With the US and the UK committed to building more than 20 new Ebola treatment units in Sierra Leone and Liberia, pressure on recruitment is growing. The Department for International Development (DfID) is scheduled to open its 100-bed hospital outside the Sierra Leone capital Freetown on 27 October, and there are plans to build four more Ebola treatment hospitals in Sierra Leone, taking capacity up to 700-beds over the coming months. These five facilities alone will require up to 2,000 international staff, DfID told the Guardian.

The first NHS volunteers are expected to arrive around November or December but over time will be absorbed by other agencies on the ground. They will be seconded for up to two months with their salaries paid by DfID.

Tony Redmond of emergency charity UK Med, which is managing the NHS recruitment, appealed for more workers qualified in nursing, general medicine, infectious specialists and paramedics to come forward. But he says the response so far has been heartening given the dangers.

“It’s been phenomenal, it’s very moving. Dame Sally Davies, [chief medical officer for England] was at one of our events for volunteers this week and it was clear she was very moved by the people coming forward,” Redmond said.

While there remains clearly a risk of staff catching Ebola, “healthcare professionals are trained at managing risk, respect their colleagues and are most comfortable following protocols and they trust themselves and their colleagues to do that”.

London-based intensive-care nurse Margarita Toumasou, who responded to a separate volunteer appeal by Avaaz, the online campaign, said: “There are risks every day with our job with HIV, with hepatitis.
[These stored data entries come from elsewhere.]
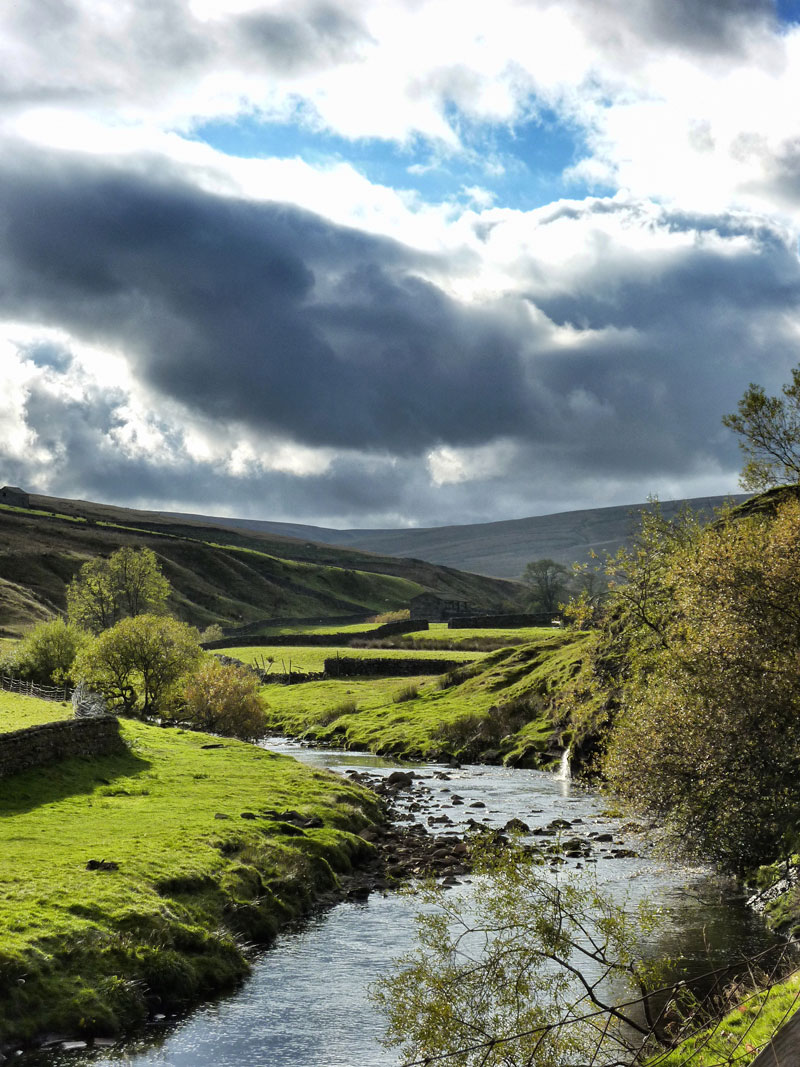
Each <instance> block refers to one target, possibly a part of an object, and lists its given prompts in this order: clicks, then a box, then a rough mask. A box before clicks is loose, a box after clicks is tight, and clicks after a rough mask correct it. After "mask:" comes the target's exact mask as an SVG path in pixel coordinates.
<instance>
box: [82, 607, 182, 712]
mask: <svg viewBox="0 0 800 1067" xmlns="http://www.w3.org/2000/svg"><path fill="white" fill-rule="evenodd" d="M197 637H198V635H197V631H196V630H194V628H193V627H192V626H188V625H187V624H186V623H185V622H178V621H177V620H176V619H170V618H167V617H165V616H156V615H139V616H135V617H134V618H132V619H123V620H122V621H121V622H118V623H117V624H116V625H115V626H112V627H111V630H107V631H105V632H103V633H102V634H100V635H99V636H98V637H96V638H95V639H94V640H93V641H92V642H91V643H89V644H87V646H85V647H84V648H83V649H82V651H81V652H80V654H79V655H78V657H77V659H76V664H75V673H76V674H77V675H78V676H80V678H82V679H84V680H85V681H86V682H87V684H89V685H90V686H91V687H92V688H93V689H94V690H96V691H97V692H99V694H100V695H101V696H103V697H105V698H106V700H108V701H109V702H110V703H112V704H115V705H117V706H118V707H119V708H121V710H122V711H123V713H124V714H127V715H140V716H143V717H144V716H147V715H153V714H156V713H159V714H164V713H165V712H167V711H169V710H170V708H171V706H173V705H174V703H175V701H176V700H177V697H178V695H179V694H178V683H179V681H180V679H181V678H182V676H183V675H185V674H187V673H188V672H189V671H191V670H192V668H193V667H194V666H195V664H196V663H197V660H198V659H199V657H201V655H202V651H201V647H199V644H198V641H197Z"/></svg>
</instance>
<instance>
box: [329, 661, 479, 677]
mask: <svg viewBox="0 0 800 1067" xmlns="http://www.w3.org/2000/svg"><path fill="white" fill-rule="evenodd" d="M468 662H469V660H466V659H429V658H425V659H423V658H422V657H421V656H420V658H419V659H412V658H410V657H405V656H403V658H402V659H401V658H397V659H394V658H389V657H388V656H386V657H379V656H370V657H369V658H367V657H366V656H364V657H362V658H356V657H354V656H350V657H348V656H336V657H334V658H332V659H325V678H412V676H414V675H415V674H446V673H447V672H448V671H451V670H455V668H457V667H463V666H464V665H465V664H466V663H468Z"/></svg>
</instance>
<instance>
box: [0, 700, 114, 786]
mask: <svg viewBox="0 0 800 1067" xmlns="http://www.w3.org/2000/svg"><path fill="white" fill-rule="evenodd" d="M124 751H126V745H125V742H124V740H123V738H122V737H121V736H119V723H118V722H117V720H116V719H115V718H114V717H113V716H112V715H107V716H103V717H101V718H91V719H63V720H61V721H59V722H45V723H44V724H43V726H38V727H29V728H28V729H27V730H15V731H13V732H12V733H4V734H0V779H1V778H7V777H9V776H11V775H16V774H19V773H20V771H22V770H30V769H31V768H32V767H42V766H45V765H46V764H50V763H57V762H58V761H60V760H68V759H70V758H73V757H97V755H114V754H116V753H118V752H124Z"/></svg>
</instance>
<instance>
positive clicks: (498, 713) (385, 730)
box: [267, 631, 588, 768]
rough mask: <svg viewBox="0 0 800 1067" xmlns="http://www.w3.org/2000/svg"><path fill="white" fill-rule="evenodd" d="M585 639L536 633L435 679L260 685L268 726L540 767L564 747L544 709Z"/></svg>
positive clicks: (416, 757) (378, 749)
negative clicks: (527, 641) (267, 707)
mask: <svg viewBox="0 0 800 1067" xmlns="http://www.w3.org/2000/svg"><path fill="white" fill-rule="evenodd" d="M587 639H588V635H587V634H585V633H580V632H574V631H566V632H559V631H544V632H543V633H542V636H541V637H540V638H539V639H537V640H535V641H530V642H528V643H526V644H524V646H519V647H517V648H514V649H508V648H507V649H501V650H500V651H498V652H494V653H492V654H490V655H487V656H486V657H485V658H483V659H480V660H478V662H476V663H474V664H465V665H464V666H463V667H459V668H457V669H455V670H453V671H451V672H449V673H448V674H443V675H441V676H438V678H436V679H433V680H432V679H430V678H413V679H398V678H394V679H346V680H342V681H319V682H307V683H304V684H303V685H295V686H270V687H269V688H268V691H267V702H268V712H267V715H268V721H269V726H270V728H271V729H273V730H275V731H278V732H281V733H284V734H285V735H287V736H289V737H297V738H302V739H303V740H308V742H313V743H315V744H322V745H335V746H337V747H340V748H345V749H350V750H362V751H365V750H366V751H371V752H375V753H378V754H381V755H389V757H394V758H397V759H403V760H448V759H455V760H461V761H473V762H481V763H503V762H505V763H507V764H510V765H513V766H526V767H539V768H543V767H548V766H551V765H554V763H555V762H556V761H557V760H558V759H559V758H560V755H561V752H562V750H563V749H564V748H565V747H566V744H567V743H569V737H570V735H569V733H567V734H564V726H563V724H561V723H559V722H557V721H556V720H555V718H554V715H553V712H551V703H553V699H554V697H555V695H556V694H558V692H559V691H560V690H561V689H562V688H563V686H564V685H565V683H566V681H567V680H569V679H570V678H571V676H572V675H573V674H574V673H575V672H576V671H577V670H578V668H579V665H580V662H581V656H582V653H583V646H585V643H586V641H587Z"/></svg>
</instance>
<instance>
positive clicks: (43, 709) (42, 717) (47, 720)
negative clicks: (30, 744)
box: [0, 689, 73, 733]
mask: <svg viewBox="0 0 800 1067" xmlns="http://www.w3.org/2000/svg"><path fill="white" fill-rule="evenodd" d="M71 717H73V705H71V704H70V703H61V702H59V701H57V700H39V699H38V698H37V697H21V696H20V695H19V694H18V692H5V691H4V690H2V689H0V733H7V732H9V731H11V730H23V729H25V728H27V727H37V726H41V724H42V723H43V722H54V721H55V719H70V718H71Z"/></svg>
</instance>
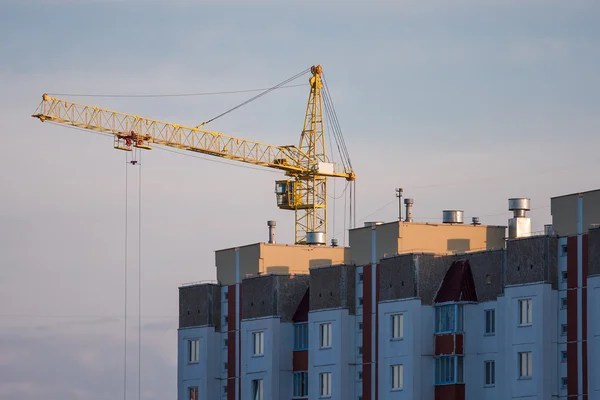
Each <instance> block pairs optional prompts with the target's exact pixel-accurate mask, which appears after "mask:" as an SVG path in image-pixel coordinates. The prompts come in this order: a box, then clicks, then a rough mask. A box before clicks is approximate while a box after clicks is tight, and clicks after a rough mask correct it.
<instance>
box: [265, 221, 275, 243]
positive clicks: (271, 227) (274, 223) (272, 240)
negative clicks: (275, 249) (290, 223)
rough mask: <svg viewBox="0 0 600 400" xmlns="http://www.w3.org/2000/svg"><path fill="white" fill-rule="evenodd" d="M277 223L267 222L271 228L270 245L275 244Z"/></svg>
mask: <svg viewBox="0 0 600 400" xmlns="http://www.w3.org/2000/svg"><path fill="white" fill-rule="evenodd" d="M276 225H277V223H276V222H275V221H267V226H268V227H269V244H275V226H276Z"/></svg>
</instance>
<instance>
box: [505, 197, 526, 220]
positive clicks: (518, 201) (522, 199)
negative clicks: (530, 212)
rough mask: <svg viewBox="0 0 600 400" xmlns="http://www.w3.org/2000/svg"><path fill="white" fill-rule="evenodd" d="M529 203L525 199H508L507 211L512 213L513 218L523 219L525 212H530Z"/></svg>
mask: <svg viewBox="0 0 600 400" xmlns="http://www.w3.org/2000/svg"><path fill="white" fill-rule="evenodd" d="M530 202H531V200H530V199H528V198H525V197H516V198H512V199H508V210H509V211H512V212H513V214H514V216H515V218H519V217H524V216H525V212H526V211H529V210H531V206H530Z"/></svg>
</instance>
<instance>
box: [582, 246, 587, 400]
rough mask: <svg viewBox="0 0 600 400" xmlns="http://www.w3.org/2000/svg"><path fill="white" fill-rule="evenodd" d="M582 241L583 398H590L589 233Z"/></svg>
mask: <svg viewBox="0 0 600 400" xmlns="http://www.w3.org/2000/svg"><path fill="white" fill-rule="evenodd" d="M581 240H582V243H581V248H582V250H581V278H582V279H581V283H582V286H583V287H582V289H581V334H582V336H581V338H582V340H583V342H582V344H581V356H582V360H581V373H582V375H583V376H582V380H583V398H584V400H585V399H587V398H588V371H587V274H588V235H583V236H582V238H581Z"/></svg>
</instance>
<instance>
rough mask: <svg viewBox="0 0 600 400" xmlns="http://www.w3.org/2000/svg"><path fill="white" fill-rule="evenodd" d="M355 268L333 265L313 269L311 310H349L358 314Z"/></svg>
mask: <svg viewBox="0 0 600 400" xmlns="http://www.w3.org/2000/svg"><path fill="white" fill-rule="evenodd" d="M355 268H356V267H354V266H353V265H333V266H330V267H319V268H311V270H310V309H311V311H313V310H324V309H329V308H340V307H341V308H347V309H348V310H349V313H350V314H352V315H355V314H356V300H355V299H356V292H355V283H356V282H355V280H356V278H355Z"/></svg>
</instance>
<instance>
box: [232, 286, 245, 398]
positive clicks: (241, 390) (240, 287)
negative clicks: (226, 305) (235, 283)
mask: <svg viewBox="0 0 600 400" xmlns="http://www.w3.org/2000/svg"><path fill="white" fill-rule="evenodd" d="M238 287H239V288H240V298H239V299H238V301H237V306H238V309H239V314H240V317H239V319H238V363H239V366H240V375H239V376H238V379H237V382H238V396H239V397H238V399H240V400H241V399H242V375H243V374H242V299H243V298H244V296H243V294H242V292H243V291H242V289H243V288H244V285H242V284H241V283H239V284H238ZM234 319H235V317H234Z"/></svg>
They need people to deliver the therapeutic care. They are not getting the numbers they need and we are trained to cope with risk.”

The campaign to attract volunteers has its own problems however, including a bottleneck in training. So far only 130 out of the 800 volunteers have been vetted for suitability, and 120 of those have been approved. They will then still need two weeks of training in the UK followed by more “live” training in Sierra Leone.

“The cold training in the classroom is manageable, but the hot-training can only be done in treatment centres. People have to buddy up – doctors with doctors and nurses with nurses and do the rounds. This all takes time,” said Casey, warning that more resources are urgently needed on this front.